Karen would also make random noises at night to wake me up, would turn up her TV volume to the max, would have loud intercourse with her boyfriend, and showed up at my door repeatedly to beg for energy drinks, cigarettes, or small cash handouts.
I think she knew I wasn’t going to give her anything, and just wanted to waste my time. She also spread rumors about me, accused me of stealing her phone, tried to force her way into my apartment, and sent her boyfriend over to pick a fight with me.
Some of this seems illegal.
Then she left smelly garbage bags in front of my door. I just moved them in front of her door. Then she spread Vaseline all over my car.
The apartment manager just thought it was funny. Karen also ran up and started coughing and bowing her nose onto me because she’d gotten in trouble with the apartment manager for other things.
Let’s see what his revenge was.
I was already moving out soon, so I readied to dish out some EXTREMELY petty revenge. And I waited till the perfect time to do it.
By my final week of the lease, I’d pretty much moved all my stuff out. So I didn’t even need to be there anymore. But I showed up a couple more times, just for the petty revenge.
Oh no, this is going to be gross.
I have mild lactose intolerancy. And if I have too much dairy, and mix it with other things, like caffeine, spice, or fiber, or all of the above, I have puke-worthy rancid farts.
The apartment building didn’t provide AC. And Karen had a noisy fan in her window next door because she didn’t have an air conditioner, and it was hot outside.
He really put a lot of thought into this.
Well, after eating all the stuff I knew would make me fart like crazy, I opened the apartment’s only window, and took a massive dump with the bathroom door open.
I had a fan by the door blowing the smell toward the open window. That rancid smell went right outside, and got sucked up by Karen’s window fan.
Did she know where it was coming from?
After a few minutes I heard her screaming “OH MY GOD!”. She started gagging and crying. Once I finished that dump, I took some diarrhea meds to chill out my bowels, cleaned the bathroom, and gamed on my laptop till I thought it was safe to leave.
A few days later I showed up in the middle of the night, and sure enough, I could hear Karen’s window fan running.
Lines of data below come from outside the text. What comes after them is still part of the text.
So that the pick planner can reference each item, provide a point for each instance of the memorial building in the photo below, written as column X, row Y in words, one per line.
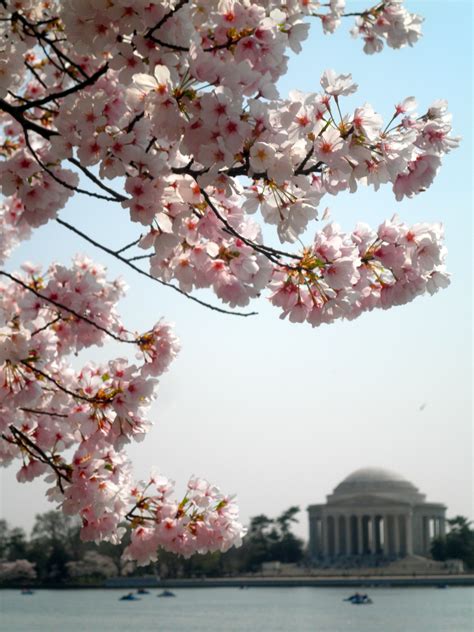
column 374, row 512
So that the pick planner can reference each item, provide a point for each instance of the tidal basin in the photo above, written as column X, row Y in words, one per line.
column 302, row 609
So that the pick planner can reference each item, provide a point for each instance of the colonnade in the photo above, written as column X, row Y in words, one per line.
column 387, row 533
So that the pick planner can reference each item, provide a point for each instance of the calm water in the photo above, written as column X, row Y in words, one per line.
column 234, row 610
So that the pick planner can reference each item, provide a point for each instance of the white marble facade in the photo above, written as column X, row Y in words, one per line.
column 374, row 512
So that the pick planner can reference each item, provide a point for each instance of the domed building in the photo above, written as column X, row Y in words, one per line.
column 374, row 511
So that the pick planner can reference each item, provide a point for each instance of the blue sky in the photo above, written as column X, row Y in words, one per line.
column 279, row 413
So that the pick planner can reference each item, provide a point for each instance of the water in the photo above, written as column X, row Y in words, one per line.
column 234, row 610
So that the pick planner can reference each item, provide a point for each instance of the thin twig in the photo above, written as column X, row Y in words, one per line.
column 65, row 308
column 115, row 254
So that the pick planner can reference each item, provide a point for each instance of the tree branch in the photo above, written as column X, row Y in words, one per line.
column 66, row 309
column 64, row 93
column 116, row 254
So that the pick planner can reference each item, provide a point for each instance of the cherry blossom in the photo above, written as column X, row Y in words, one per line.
column 169, row 110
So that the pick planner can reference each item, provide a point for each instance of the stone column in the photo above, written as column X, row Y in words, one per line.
column 372, row 542
column 313, row 537
column 325, row 536
column 360, row 542
column 348, row 535
column 426, row 534
column 386, row 538
column 396, row 533
column 442, row 527
column 409, row 534
column 337, row 548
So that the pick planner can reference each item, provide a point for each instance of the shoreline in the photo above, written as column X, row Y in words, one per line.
column 393, row 581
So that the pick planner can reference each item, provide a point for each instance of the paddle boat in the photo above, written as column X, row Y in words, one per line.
column 358, row 600
column 166, row 593
column 129, row 597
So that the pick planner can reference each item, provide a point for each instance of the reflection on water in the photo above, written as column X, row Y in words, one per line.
column 234, row 610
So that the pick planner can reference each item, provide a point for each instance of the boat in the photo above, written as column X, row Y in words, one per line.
column 129, row 597
column 358, row 600
column 166, row 593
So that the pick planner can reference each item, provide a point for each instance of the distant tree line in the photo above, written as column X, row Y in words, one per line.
column 55, row 554
column 458, row 543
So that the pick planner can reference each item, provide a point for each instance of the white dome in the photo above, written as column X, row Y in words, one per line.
column 375, row 481
column 372, row 474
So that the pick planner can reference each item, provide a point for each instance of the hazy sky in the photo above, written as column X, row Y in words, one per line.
column 280, row 413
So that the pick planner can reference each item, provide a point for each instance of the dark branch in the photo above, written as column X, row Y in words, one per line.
column 118, row 196
column 64, row 93
column 116, row 254
column 66, row 309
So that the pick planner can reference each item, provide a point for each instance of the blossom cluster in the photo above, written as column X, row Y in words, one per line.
column 169, row 110
column 205, row 520
column 342, row 275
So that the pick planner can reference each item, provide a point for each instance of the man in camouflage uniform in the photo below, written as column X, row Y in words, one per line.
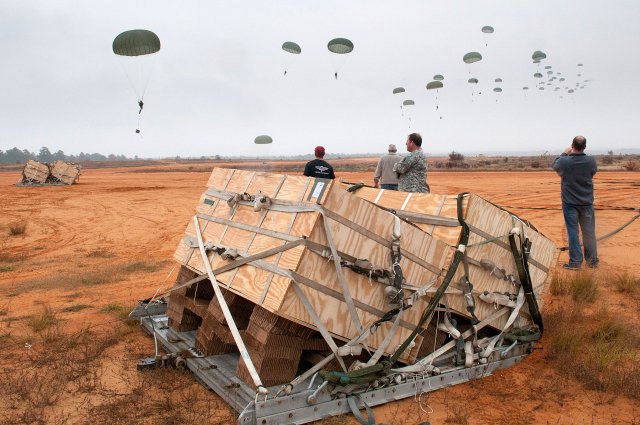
column 412, row 169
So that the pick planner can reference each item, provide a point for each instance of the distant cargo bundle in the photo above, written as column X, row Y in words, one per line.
column 56, row 173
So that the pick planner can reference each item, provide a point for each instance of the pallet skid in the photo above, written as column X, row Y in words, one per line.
column 218, row 373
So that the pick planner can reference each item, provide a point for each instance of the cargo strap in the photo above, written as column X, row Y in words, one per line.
column 520, row 256
column 421, row 365
column 227, row 315
column 370, row 373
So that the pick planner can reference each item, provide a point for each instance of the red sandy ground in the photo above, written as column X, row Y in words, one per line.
column 140, row 216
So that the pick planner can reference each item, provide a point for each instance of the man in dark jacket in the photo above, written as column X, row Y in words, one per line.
column 576, row 170
column 319, row 167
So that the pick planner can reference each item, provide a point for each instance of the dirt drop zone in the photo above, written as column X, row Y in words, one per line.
column 75, row 259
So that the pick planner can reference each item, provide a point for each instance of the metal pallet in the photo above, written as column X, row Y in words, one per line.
column 309, row 403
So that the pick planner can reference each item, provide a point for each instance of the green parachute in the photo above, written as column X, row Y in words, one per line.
column 136, row 48
column 538, row 56
column 340, row 46
column 472, row 57
column 263, row 140
column 291, row 47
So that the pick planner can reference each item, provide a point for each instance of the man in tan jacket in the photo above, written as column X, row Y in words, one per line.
column 384, row 176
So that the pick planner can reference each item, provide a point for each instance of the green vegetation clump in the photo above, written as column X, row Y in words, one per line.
column 17, row 228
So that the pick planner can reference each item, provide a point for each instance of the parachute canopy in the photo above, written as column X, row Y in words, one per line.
column 136, row 43
column 291, row 47
column 538, row 55
column 340, row 46
column 472, row 57
column 263, row 140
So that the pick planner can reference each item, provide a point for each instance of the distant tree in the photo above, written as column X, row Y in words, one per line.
column 45, row 155
column 456, row 156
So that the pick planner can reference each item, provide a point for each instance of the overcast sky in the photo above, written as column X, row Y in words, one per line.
column 218, row 81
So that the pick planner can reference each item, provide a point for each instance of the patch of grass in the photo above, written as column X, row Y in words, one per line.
column 598, row 349
column 43, row 320
column 583, row 287
column 626, row 282
column 120, row 311
column 75, row 307
column 559, row 284
column 17, row 228
column 112, row 308
column 89, row 277
column 100, row 253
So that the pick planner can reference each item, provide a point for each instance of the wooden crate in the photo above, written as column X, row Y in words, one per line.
column 423, row 260
column 64, row 172
column 360, row 225
column 35, row 172
column 486, row 221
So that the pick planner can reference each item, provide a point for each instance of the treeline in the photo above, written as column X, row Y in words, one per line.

This must be truly repulsive.
So, I did the same thing all over again. Karen started screaming through the wall that she’d puked from the smell, and was calling the cops.
I just held in my laughter and stayed silent but deadly. Ok, maybe not so silent, because she said she could hear me farting through the wall.
What could the police even say?
I fully expected police to come knocking. But that didn’t happen. I cleaned the bathroom again, sprayed the place down, packed up what little I still had there, and left.
Don’t know if there was any further fallout from Karen. And I’m sure the smell reached other neighbors too.
Sometimes the unintended casualties are worth the revenge.
Yeah, I feel guilty for that. But it was worth it to stink her out after the three months of torment she put me through.
I doubt she learned any sort of lesson from it though.
He really put a lot of time and energy (and discomfort) into this revenge. It is clear that this woman deserved it, though.
If you enjoyed this post, check out this story about a neighbor who had to take a direct approach to get the neighborhood parents to actually watch their kids.
Read on to see what the people in the comments have to say about this funny story.
Oh, now I want to find this story too!
The story was extremely funny, though.
Yes, use your powers only for good.
These terms fit the story perfectly.
All things considered, this person loved the story.
Don’t wish for something too much; you might just get it. This guy always wanted his very own ‘Karen’ story, and now he has one. At least he made the most out of the situation and got a smelly, but very funny, revenge.
I do wonder if his neighbor ever knew for certain that it was him causing the smell, and if so, if she knew it was intentional. Either way, this is some of the best revenge I’ve seen in a while. Well played.